Our overall objective with this study was to create collaborative and interactive projects between students and professors addressing various accessibility issues on campus. The goal was to bring awareness to issues of accessibility and its significance for student success. A substantial part of this interactive project drew on the student body’s thoughts and opinions. While the campus meets ADA requirements, those requirements only fulfill the bare minimum due to many ADA regulations being outdated, and often do not fully meet the needs of students with disabilities. The inequality in accessibility at UMassD is non-inclusive. Our study was research-focused and project-based.

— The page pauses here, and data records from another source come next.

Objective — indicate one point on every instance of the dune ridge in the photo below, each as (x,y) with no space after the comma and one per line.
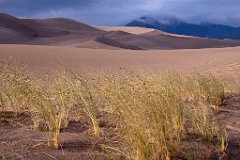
(67,32)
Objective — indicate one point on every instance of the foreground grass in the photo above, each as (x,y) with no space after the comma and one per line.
(154,115)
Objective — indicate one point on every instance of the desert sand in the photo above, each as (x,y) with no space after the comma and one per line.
(67,32)
(44,58)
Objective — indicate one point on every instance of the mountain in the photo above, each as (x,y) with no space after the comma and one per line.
(176,26)
(67,32)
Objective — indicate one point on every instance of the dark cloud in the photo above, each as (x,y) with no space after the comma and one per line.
(114,12)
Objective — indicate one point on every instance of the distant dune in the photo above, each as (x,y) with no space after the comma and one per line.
(67,32)
(47,58)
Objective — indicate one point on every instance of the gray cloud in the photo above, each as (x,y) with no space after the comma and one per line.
(115,12)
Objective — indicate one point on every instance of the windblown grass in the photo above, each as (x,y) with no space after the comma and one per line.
(156,115)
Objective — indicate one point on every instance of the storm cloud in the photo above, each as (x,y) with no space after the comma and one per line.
(119,12)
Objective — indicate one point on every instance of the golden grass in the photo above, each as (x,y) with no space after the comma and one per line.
(156,114)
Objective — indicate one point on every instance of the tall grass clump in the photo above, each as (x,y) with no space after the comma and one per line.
(155,115)
(15,89)
(58,99)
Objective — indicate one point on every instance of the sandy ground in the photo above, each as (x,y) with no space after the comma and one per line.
(47,58)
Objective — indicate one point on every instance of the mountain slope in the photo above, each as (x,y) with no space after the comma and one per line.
(67,32)
(176,26)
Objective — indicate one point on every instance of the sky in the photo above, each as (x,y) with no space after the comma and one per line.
(120,12)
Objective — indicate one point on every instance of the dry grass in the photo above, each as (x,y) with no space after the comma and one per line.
(155,114)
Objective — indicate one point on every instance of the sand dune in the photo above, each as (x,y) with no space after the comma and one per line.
(45,58)
(132,30)
(67,32)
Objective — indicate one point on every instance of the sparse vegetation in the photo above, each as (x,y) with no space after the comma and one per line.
(154,115)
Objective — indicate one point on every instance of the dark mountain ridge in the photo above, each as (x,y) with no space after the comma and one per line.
(177,26)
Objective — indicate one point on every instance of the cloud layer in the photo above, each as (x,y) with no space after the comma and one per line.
(116,12)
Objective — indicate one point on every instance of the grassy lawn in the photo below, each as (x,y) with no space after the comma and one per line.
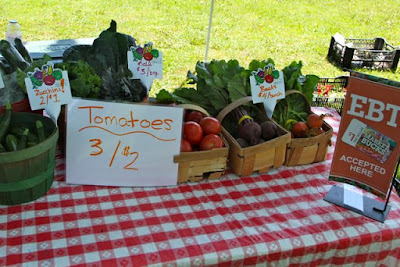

Throughout the course of this project, we researched and conducted interviews/surveys, and collaborated with students and faculty of various professional fields to create and deploy four projects throughout our campus that address accessibility issues while allowing students to share their thoughts and opinions on the matter.

 

 Eden Mackenna-Bateman and Evan Grant and snapshots from their installations

 

We secured funds from the OUR for multiple installation projects. We had a CVPA Elevator Survey, consisted of art installations in one elevator in each college as well as the library. The installations consisted of printed maps with roadblocks labeled, with cut vinyl applied within the elevator asking a question that students can respond to via sticky notes. In hopes of creating a broader scope to reach people, we promoted our project through pencils and stickers that spread awareness within the student body. Another installation project was Access Tours, consisted of an interactive experience that followed our original map of campus inaccessibility through the use of signage and pathway markers that allowed students and faculty to experience the roadblocks that people with disabilities face when navigating through our campus. Our third project was a collaboration between Access@UMassD and the University to integrate our findings into the interactive virtual campus map. Our fourth and final project, the Access@UMassD Exhibition presented our thesis through a display of all our research and documentation of our projects within a series of popup installations. This included the results of our first three projects, documenting student and faculty experiences, which consisted of stories, photographs and physical pieces from the installations, accompanied by a presentation and takeaway items such as information cards and pamphlets. We plan to present the outcome of this research to campus administration. Regardless of the final outcome, we want to take this opportunity to say that this research has been very informative. We learned how to conduct collaborative research projects; in our studies, we also learned about the ways in which architecture can limit or extend our access to resources and ideas; additionally, we learned how graphic design can play a significant role in various civic campaigns. We are grateful to our mentors Professor Pamela Karimi (Art History) and Michelle Bowers (Graphic Design) who guided us through this project. We are also grateful to the OUR that funded our project.